As we made our way back to Kayhmandu, I wanted to share my last thoughts on the events that occurred after the tragic accident of April 18th.

2014 will likely be remembered as a dramatic and at the same time pivotal for Everest mountaineering in Nepal.
The awful avalanche of April 18th that caused 16 deaths profoundly hit the Sherpa community, undermining its confidence and raising an identity crisis within the Everest ecosystem.
The Sherpas’ decision not to support any further climbing of Everest this season (“it will be Everest black year”) eventually escalated to a negotiations with the government over a number of requests about insurance coverage, compensations to the victims families, labor rights and creation of a fund from the permit fees.

In fact the most dangerous operations on Everest (route setting on the icefall and on higher camps, carrying of equipment and food higher up on the mountain and support to clients) are performed by the Sherpas – the perception that such work isn’t always fully appreciated may have contributed to the radicalized tension that erupted last week.

It’s also relevant to notice that all climbing agencies (international and local) depend in their entirety on the work of the Sherpas and their strike costs about $3M in seasonal budget for at least three agencies. It’s important to know that the $4M of this season permit fees will be kept by the government.

The place where the avalanche occurred is notoriously one of the most dangerous on Everest and every year the movement of the glacier makes it worse. Sherpas are also very respectful about crossing the areas where brothers, relatives and friends lost their lives.

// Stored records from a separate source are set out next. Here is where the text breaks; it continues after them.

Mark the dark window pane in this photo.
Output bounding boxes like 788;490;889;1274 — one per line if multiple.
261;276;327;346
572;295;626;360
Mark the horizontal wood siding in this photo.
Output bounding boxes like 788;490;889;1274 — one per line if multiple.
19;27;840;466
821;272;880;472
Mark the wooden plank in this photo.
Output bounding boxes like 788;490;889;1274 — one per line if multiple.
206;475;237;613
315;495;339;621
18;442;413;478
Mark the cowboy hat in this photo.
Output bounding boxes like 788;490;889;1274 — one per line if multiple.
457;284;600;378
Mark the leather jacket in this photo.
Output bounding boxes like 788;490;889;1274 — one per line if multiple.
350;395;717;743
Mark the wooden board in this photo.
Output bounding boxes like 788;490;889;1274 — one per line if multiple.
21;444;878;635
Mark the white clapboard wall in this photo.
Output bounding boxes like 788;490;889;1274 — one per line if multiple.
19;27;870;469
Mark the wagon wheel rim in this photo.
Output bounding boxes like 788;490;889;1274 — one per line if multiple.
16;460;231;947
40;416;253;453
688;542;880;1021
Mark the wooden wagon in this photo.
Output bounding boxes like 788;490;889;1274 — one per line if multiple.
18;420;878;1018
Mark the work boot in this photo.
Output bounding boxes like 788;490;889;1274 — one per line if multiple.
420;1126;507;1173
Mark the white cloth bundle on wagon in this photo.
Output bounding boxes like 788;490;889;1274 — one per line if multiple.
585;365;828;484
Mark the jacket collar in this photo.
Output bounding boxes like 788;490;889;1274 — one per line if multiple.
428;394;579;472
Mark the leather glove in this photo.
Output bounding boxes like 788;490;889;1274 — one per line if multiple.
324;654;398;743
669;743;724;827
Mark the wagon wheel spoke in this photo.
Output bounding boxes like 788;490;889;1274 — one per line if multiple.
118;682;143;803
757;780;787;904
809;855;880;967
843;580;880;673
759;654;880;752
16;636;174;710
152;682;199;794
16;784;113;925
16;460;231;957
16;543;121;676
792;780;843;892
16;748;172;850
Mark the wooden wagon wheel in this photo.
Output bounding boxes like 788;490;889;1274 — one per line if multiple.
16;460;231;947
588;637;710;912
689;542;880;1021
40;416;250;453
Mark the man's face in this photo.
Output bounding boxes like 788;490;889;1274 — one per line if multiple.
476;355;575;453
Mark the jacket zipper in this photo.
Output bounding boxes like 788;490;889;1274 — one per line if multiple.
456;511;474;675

As we left base camp, it’s impressive to see how it has become the skeleton of the sparkling international atmosphere of just two weeks prior: the strike of the Sherpas basically shut the Everest spring season and most groups packed their gear, their tents and head back home.
It’s a mix of feelings for climbers: sadness for the tragedy that was lived in person, disappointment for having to postpone a dream that has been prepared for a long time, and bitterness for having been used by a sub-group for political reasons – moreover episodes of intimidation and threat not to break the strike have been reported.

Hard to tell where all this will lead to, but clearly without more transparent coordination and dialogue between the Nepalese government, the agencies and the Sherpas, the choice of climbing Everest from Nepal will be less obvious in the next future.